La casa di Bruno Vasari, B.V., il destinatario della poesia di Levi forse
più nota (Ad ora incerta), da circa un anno porta una lapide. Per un lungo periodo questa casa ha custodito la memoria della deportazione, nel silenzio generale che la circondava. A Torino, e non solo a Torino, il deportato fino a tutti gli anni Settanta era guardato con lo sgomento con cui nella poesia di Coleridge si guarda il Vecchio Marinaio. Nella grande e accogliente casa di questo naufrago triestino, compagno di scuola di Stuparich, poeta, autore di un mémoir che precede di un anno Se questo è un uomo, convenivano le poche persone che avevano a cuore il ricordo della deportazione (senza aggettivi: erano tempi in cui non si facevano le sottigliezze di oggi fra deportati politici, razziali e internati militari). L’idea di una Giornata della Memoria non se la sognava nemmeno Furio Colombo, che pure era amico stretto di Vasari avendo entrambi lavorato in Rai.

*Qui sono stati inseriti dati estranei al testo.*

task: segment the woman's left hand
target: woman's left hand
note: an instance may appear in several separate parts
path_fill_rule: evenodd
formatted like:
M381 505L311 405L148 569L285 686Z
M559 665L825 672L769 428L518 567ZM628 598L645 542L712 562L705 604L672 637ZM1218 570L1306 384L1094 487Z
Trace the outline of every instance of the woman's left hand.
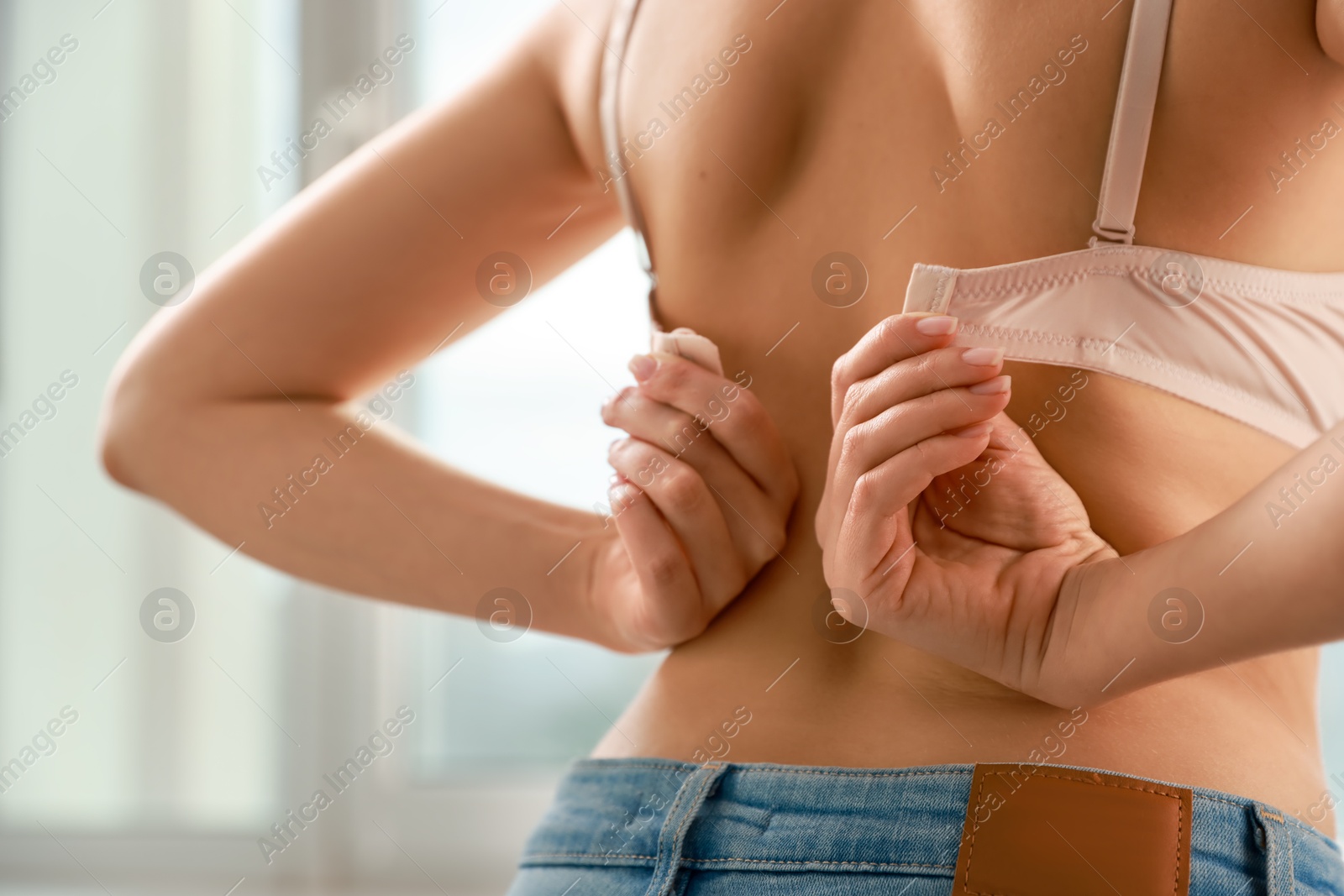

Non si passa sotto una casa carica di dolci ricordi, senza prendere un impegno per domani. Cercando di non lasciarmi sopraffare dalla nostalgia, guardando in su, verso il quarto piano del palazzo, mi è venuta in mente una cosa. La memoria di B. V. oggi ci può servire per un’altra battaglia della memoria, nuova, non meno urgente dell’altra. Salvare Primo Levi da se stesso, dal pericolo della retorica che lo avvolge, dalla lettura agiografica dei suoi libri, un pericolo che avverto da tempo. Vorrei non essere il solo ad avvertire il problema. Come tutti gli essere umani Levi qualche volta può aver detto delle cose sbagliate o discutibili. Come per Omero, si potrà pur dire, senza pericolo di essere scomunicati, per Levi, che ogni tanto dormitat? C’è in giro il rischio dell’ipse dixit.
La casa di B. V. questo ci lascia in eredità. Quando uscirono “I sommersi e i salvati”, Vasari scrisse a Levi una lettera, che ho avuto il privilegio di leggere in anteprima. Poi riversò i suoi pensieri in una concisa ma acuta recensione per “Lettera ai compagni”, che oggi dovremmo correre a rileggere. Non aveva tollerato il principio da Levi sostenuto secondo cui a sopravvivere ad Auschwitz sarebbero stati i peggiori. Sia chiaro, B.V. non è stato il solo ad aver polemizzato con Levi. Secondo me non avevano tutti i torti nemmeno Jean Améry sulla questione del rapporto con i tedeschi, Gustaw Herling nella questione delle vittime dei Gulag e, perché no, una porzione di ragione forse l’avrà pure avuta Giorgio Manganelli sulla faccenda dello “scrivere oscuro”. Vorrei che un domani gli interpreti di Levi provassero più benevolenza verso gli interlocutori critici. Sarebbe un regalo prezioso per chi ha a cuore la salvaguardia di un classico della letteratura.